The most common term length for a mortgage is five years, and this is typically the first option quoted by banks and brokers alike.
But is the five-year term really what is best for you?
A few years ago, shorter-term mortgages carried lower rates than longer terms. When mortgage regulations changed in late 2016, the cost of funds for shorter terms increased for mortgage lenders, which resulted in them needing to price them higher. Ever since, five-year fixed terms represent the lowest cost of funds to mortgage lenders, which means they will often carry the lowest mortgage rates.
For example, today’s lowest 5 year fixed rate is 2.39%*, however, the lowest 3 year fixed rate in the same pricing category is 2.69%.* Pretty big difference! For this reason alone, it’s almost always 5 year fixed rates that are being quoted these days.
Should Variable Rate Mortgages Be Considered?
Variable rate mortgages are also priced higher than fixed, making them less attractive options for the vast majority of borrowers. The lowest 5 year variable rate is prime -1.25% (2.70%). While the discount off prime is one of the largest in history, prime rate still remains high, and the Bank of Canada has been committed to maintaining their overnight right (which is what determines prime rate). For the time being at least. It’s quite possible that prime rate will drop following the next BOC rate announcement on October 30th. We’ve been waiting for a drop since the spring of 2019 and they have disappointed us ever since. I’m sure it will come… but then the question is ‘when’. If they had their way, they’d be increasing rates… but that would result in economic disaster, so that won’t be happening anytime soon.

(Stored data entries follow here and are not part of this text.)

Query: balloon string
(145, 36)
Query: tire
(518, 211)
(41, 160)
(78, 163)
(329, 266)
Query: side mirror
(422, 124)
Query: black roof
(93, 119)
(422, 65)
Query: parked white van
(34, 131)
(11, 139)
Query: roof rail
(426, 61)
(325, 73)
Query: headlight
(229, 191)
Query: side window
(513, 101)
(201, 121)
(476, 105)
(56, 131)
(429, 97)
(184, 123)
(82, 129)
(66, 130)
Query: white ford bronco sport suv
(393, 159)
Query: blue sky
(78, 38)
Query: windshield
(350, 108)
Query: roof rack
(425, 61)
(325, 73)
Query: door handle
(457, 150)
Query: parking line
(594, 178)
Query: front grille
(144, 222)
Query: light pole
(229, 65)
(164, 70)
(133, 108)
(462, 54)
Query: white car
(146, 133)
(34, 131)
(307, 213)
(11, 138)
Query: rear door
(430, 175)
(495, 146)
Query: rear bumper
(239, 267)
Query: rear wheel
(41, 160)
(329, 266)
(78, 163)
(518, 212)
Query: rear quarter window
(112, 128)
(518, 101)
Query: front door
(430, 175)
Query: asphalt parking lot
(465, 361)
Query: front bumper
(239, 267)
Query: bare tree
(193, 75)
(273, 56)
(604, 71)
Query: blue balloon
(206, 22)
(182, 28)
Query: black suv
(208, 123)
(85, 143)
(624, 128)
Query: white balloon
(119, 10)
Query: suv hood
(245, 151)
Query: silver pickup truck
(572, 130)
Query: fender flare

Should Shorter Term Mortgages Be Avoided?
There are two reasons where one might be more interested in a shorter-term mortgage:
- You will only need the mortgage for a couple of years.
If you have plans to sell your home in a couple of years, then you may want to choose a shorter-term mortgage. In order for this to make sense, the shorter-term rate would have to be fairly close to the 5 year alternative. In the example above, the 5 year fixed rate is 0.30% lower than the 3 year term. In that case, it will still likely make more sense to choose the longer term, even if it means paying a penalty down the road. The penalty would need to be compared with the savings you would see from the lower rate in order to estimate the lower-cost option. This is a case by case basis which would need to be discussed in detail with your broker.
There are almost always options to port your mortgage over to the new property, which would save you from having to pay a penalty, however. There are many variables involved in making this decision, so make sure let your mortgage advisor know your plans, so they can do the math and present you with your options.
You think rates are going to drop
If you believe that rates are falling and will be lower in a couple of years, then you may want to consider a shorter-term mortgage. There are many out there with this mentality, but this is nothing more than a guessing game. It’s impossible to know for sure and you may as well just flip a coin.
Last fall, economists were predicting that 5 year fixed rates would reach 5-6% in 2021, which led many to seek terms greater than five years. Anyone who closed their mortgage in 2018 or early 2019 would have been given 5 year fixed rates in around the mid-3% range.
In February of 2019, everything shifted and fixed rates started plummeting down to the mid-2% range. A full one percent drop in just six months. It’s amazing how quickly predictions can change, so it’s important to realize that all anyone can do is speculate.
If you think rates are going to drop in a couple of years, you may as well just roll the dice and make a decision based on that. Anything can happen.
Fixed Mortgage Rates Rising
There is currently upward pressure on fixed mortgage rates, as I’ve been saying for the past couple of weeks now. At least four mortgage lenders have increased rates so far, with two increasing as recently as today. There are many however who are still holding off with increasing their rates, but if bond yields continue to rise any further, then they will have no choice.
If you have a mortgage that is coming up for renewal within the next 90 days, or if you have a purchase closing within 120 days, it’s best to get an application in ASAP in order to get your rate locked in ahead of any further increases.